The Parksville Museum will host a discussion on the importance of Orange Shirt Day.

The founder of Stevens & Company Law Firm and elder of the Annishnawbeg Nation, Samuel Stevens, will lead an informal discussion on the importance of Orange Shirt Day and residential school survivors. The discussion will be at the Parksville Museum courtyard on Wednesday (Sept. 30) from 1 p.m. to 2 p.m.

“The origin of the day is to remind Canadians that residential schools, a history of our nation, has a legacy of changing Indigenous culture with disastrous effects,” said Stevens.

Both Stevens and his wife, Mary-Ellen Campbell, president of the Parksville Museum, believed the museum was a good place to facilitate such a conversation, as they recognize that the museum itself is on unceded First Nations land. For approximately eight years, Stevens worked exclusively in residential school claims.
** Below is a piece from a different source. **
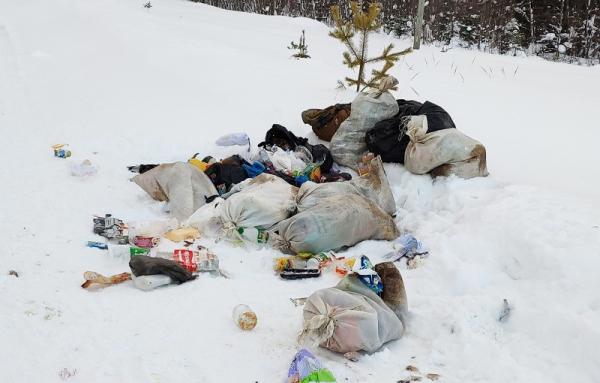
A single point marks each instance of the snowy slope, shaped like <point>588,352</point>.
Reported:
<point>123,84</point>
READ MORE: B.C.’s Indigenous rights law faces 2020 implementation deadline

Stevens will discuss the history of residential schools, from when they began in the 1800s, to when the last one closed in 1996.

“About 150,000 children attended residential schools, from when they first opened to when they closed,” he said.

The museum is hoping to have an elder from Snaw-Naw-As (Nanoose) First Nation present before the discussion and hopes to build a working relationship with the First Nation and in the future may be able to display its history and traditions at the museum as well.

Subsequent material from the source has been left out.